Data Mining written by Krzysztof J. Cios and has been published by Springer Science & Business Media this book supported file pdf, txt, epub, kindle and other format this book has been release on 2007-10-05 with Computers categories.


“If you torture the data long enough, Nature will confess,” said 1991 Nobel-winning economist Ronald Coase. The statement is still true. However, achieving this lofty goal is not easy. First, “long enough” may, in practice, be “too long” in many applications and thus unacceptable. Second, to get “confession” from large data sets one needs to use state-of-the-art “torturing” tools. Third, Nature is very stubborn — not yielding easily or unwilling to reveal its secrets at all. Fortunately, while being aware of the above facts, the reader (a data miner) will find several efficient data mining tools described in this excellent book. The book discusses various issues connecting the whole spectrum of approaches, methods, techniques and algorithms falling under the umbrella of data mining. It starts with data understanding and preprocessing, then goes through a set of methods for supervised and unsupervised learning, and concludes with model assessment, data security and privacy issues. It is this specific approach of using the knowledge discovery process that makes this book a rare one indeed, and thus an indispensable addition to many other books on data mining. To be more precise, this is a book on knowledge discovery from data. As for the data sets, the easy-to-make statement is that there is no part of modern human activity left untouched by both the need and the desire to collect data. The consequence of such a state of affairs is obvious.



Predictive Clustering


Predictive Clustering
DOWNLOAD
Author : Hendrik Blockeel
language : en
Publisher: Springer
Release Date : 2012-05-31

Predictive Clustering written by Hendrik Blockeel and has been published by Springer this book supported file pdf, txt, epub, kindle and other format this book has been release on 2012-05-31 with Computers categories.
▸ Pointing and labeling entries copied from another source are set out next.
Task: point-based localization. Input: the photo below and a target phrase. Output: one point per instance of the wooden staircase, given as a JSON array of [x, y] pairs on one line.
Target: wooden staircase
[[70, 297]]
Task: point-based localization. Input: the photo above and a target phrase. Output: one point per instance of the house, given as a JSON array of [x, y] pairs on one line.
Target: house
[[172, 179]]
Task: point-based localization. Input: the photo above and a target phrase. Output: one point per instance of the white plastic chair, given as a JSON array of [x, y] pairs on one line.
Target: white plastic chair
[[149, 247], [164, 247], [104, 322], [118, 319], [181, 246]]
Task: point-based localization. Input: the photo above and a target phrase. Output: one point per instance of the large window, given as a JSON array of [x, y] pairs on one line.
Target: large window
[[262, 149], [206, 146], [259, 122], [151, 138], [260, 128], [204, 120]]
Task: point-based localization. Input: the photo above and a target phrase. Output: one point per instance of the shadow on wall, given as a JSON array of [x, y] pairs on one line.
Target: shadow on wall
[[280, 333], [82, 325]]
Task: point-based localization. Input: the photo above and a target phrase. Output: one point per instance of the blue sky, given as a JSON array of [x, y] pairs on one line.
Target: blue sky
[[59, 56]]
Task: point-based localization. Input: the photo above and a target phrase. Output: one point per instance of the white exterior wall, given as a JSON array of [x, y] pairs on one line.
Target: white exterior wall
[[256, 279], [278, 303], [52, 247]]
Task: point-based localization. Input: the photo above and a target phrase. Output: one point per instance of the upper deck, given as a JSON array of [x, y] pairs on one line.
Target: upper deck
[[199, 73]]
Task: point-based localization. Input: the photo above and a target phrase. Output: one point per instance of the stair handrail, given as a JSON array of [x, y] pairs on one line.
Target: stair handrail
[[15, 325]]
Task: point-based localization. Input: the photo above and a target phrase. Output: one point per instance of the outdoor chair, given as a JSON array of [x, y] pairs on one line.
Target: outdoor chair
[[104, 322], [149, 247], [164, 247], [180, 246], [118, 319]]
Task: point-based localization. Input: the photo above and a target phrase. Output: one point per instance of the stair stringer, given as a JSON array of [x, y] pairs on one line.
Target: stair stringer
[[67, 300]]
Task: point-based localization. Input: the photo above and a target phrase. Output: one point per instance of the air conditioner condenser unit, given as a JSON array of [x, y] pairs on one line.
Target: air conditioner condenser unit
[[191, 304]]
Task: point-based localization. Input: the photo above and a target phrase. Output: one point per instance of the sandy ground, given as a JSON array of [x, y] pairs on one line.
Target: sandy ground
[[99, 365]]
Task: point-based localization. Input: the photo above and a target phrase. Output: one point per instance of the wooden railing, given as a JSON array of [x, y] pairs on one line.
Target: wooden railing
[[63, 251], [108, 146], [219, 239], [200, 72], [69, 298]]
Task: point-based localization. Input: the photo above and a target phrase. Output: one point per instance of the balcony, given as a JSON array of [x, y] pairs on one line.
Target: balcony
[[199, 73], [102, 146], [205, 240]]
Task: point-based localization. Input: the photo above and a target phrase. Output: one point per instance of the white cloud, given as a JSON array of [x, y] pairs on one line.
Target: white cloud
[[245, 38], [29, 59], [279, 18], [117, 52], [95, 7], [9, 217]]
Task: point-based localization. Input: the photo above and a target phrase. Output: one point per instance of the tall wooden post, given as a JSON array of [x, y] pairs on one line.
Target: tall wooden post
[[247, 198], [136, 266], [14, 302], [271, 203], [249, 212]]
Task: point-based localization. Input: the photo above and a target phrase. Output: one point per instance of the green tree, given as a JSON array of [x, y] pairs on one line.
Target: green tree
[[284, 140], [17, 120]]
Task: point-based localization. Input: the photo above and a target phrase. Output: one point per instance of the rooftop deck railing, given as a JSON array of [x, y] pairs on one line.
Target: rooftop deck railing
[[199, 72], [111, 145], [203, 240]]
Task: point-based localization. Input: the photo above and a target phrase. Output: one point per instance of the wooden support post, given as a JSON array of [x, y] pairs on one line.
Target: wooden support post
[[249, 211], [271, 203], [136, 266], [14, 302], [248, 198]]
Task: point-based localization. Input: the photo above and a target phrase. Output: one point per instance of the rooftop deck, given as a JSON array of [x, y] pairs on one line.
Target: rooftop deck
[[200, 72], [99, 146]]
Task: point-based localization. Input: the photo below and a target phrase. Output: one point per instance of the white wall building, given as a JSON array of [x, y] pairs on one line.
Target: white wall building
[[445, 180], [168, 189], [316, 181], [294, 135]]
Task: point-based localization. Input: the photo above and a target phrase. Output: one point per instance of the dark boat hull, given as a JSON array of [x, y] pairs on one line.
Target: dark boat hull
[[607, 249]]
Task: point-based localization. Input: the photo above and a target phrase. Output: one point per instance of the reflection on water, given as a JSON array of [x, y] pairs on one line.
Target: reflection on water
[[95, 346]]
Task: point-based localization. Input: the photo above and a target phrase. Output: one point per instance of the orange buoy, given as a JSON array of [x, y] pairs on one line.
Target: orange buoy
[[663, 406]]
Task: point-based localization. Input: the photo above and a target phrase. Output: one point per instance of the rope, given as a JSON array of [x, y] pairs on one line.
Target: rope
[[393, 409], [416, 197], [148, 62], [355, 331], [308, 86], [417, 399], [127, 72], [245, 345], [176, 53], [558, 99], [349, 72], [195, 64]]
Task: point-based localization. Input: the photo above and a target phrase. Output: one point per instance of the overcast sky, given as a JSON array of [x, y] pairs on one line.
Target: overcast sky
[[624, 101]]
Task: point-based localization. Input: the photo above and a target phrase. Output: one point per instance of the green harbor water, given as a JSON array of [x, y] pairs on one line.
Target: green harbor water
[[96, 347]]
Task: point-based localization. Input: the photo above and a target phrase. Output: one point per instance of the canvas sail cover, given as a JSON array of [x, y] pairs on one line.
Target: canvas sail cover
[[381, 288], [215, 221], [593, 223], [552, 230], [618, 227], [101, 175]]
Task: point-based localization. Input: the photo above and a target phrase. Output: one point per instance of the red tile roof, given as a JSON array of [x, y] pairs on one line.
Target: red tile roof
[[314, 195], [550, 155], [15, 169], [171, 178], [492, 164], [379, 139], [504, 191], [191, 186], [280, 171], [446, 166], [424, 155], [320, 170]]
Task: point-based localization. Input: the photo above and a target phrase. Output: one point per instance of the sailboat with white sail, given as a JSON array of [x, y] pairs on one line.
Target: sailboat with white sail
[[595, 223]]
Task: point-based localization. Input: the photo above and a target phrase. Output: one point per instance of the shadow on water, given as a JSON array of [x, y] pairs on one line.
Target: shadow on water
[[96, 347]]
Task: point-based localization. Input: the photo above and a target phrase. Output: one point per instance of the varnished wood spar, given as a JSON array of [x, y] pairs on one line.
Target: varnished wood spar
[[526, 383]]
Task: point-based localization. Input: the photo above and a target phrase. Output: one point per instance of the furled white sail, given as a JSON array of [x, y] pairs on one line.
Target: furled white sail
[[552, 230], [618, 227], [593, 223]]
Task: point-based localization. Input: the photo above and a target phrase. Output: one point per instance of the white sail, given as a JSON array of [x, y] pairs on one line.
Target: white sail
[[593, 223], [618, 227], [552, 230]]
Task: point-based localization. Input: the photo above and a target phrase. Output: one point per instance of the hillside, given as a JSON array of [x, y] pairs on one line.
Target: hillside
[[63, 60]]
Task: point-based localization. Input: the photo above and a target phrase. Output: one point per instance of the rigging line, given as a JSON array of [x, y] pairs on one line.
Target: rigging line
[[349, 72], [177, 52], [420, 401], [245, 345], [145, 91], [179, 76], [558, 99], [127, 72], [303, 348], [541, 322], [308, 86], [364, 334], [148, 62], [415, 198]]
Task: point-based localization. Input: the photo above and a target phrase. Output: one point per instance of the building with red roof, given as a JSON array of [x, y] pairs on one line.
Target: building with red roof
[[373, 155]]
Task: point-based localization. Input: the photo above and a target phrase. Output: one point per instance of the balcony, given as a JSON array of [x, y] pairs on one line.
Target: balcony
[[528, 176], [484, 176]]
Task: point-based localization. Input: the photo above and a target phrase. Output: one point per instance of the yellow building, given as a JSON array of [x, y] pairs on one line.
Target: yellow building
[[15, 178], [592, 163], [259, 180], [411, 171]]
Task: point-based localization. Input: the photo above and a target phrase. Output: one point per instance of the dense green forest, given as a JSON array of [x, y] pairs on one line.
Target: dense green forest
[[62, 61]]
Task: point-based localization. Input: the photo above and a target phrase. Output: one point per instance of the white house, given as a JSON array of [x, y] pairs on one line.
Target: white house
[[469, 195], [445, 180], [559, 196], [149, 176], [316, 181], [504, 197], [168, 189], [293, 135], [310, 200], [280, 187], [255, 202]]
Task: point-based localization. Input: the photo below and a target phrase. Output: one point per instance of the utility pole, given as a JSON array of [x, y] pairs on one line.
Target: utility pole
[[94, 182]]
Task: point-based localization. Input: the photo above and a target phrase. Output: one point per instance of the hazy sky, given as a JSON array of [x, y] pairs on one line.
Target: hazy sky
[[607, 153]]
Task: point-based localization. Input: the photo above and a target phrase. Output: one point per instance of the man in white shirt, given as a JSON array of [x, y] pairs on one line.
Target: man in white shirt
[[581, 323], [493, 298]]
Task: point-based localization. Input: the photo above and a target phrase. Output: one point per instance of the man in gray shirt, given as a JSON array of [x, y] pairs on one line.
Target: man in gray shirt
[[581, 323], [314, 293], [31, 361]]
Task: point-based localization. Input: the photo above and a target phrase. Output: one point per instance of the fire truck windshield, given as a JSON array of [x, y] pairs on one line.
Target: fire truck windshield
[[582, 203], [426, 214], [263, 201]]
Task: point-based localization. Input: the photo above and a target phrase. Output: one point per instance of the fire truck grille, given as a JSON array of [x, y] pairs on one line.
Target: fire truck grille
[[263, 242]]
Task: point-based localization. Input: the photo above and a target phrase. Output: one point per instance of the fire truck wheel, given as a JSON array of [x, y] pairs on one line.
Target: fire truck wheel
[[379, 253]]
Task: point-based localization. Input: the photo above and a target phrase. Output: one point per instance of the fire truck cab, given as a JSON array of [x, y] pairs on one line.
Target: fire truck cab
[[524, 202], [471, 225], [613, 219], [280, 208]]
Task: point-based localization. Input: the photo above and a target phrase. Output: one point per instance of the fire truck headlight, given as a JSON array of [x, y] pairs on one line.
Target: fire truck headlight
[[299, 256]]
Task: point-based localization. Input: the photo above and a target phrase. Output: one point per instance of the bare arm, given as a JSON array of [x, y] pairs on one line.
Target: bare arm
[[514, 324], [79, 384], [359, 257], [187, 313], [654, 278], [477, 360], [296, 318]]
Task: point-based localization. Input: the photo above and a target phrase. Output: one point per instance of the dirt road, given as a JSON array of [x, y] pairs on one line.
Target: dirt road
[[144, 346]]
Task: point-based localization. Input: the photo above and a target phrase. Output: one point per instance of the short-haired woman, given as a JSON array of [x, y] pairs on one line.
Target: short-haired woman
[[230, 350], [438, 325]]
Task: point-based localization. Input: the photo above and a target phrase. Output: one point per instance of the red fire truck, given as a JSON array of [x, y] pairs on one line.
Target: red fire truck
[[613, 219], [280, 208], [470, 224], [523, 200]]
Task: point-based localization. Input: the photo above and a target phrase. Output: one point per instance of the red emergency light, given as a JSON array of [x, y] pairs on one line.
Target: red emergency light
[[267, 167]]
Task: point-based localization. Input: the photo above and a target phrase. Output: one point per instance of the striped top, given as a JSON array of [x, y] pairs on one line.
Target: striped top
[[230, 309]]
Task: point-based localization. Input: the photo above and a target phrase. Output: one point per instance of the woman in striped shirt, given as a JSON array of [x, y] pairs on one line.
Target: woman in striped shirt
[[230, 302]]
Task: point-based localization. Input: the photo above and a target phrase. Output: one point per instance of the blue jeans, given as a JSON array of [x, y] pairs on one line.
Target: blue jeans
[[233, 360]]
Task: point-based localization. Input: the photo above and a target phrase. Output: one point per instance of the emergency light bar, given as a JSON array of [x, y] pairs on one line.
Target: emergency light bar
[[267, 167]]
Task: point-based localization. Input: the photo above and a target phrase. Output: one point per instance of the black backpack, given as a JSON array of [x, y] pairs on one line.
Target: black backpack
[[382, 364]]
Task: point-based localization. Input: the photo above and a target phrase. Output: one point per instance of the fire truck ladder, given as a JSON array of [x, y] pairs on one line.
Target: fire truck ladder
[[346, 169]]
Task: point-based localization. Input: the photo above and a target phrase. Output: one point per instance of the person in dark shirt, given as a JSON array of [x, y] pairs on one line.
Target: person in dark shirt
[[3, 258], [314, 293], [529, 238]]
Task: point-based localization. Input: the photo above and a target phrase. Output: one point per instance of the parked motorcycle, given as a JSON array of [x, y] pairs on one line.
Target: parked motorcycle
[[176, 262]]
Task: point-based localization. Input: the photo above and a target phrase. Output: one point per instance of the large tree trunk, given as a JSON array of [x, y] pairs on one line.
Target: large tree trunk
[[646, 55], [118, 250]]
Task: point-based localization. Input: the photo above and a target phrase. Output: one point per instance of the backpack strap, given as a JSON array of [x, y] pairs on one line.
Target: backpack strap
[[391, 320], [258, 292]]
This book introduces a novel paradigm for machine learning and data mining called predictive clustering, which covers a broad variety of learning tasks and offers a fresh perspective on existing techniques. The book presents an informal introduction to predictive clustering, describing learning tasks and settings, and then continues with a formal description of the paradigm, explaining algorithms for learning predictive clustering trees and predictive clustering rules, as well as presenting the applicability of these learning techniques to a broad range of tasks. Variants of decision tree learning algorithms are also introduced. Finally, the book offers several significant applications in ecology and bio-informatics. The book is written in a straightforward and easy-to-understand manner, aimed at varied readership, ranging from researchers with an interest in machine learning techniques to practitioners of data mining technology in the areas of ecology and bioinformatics.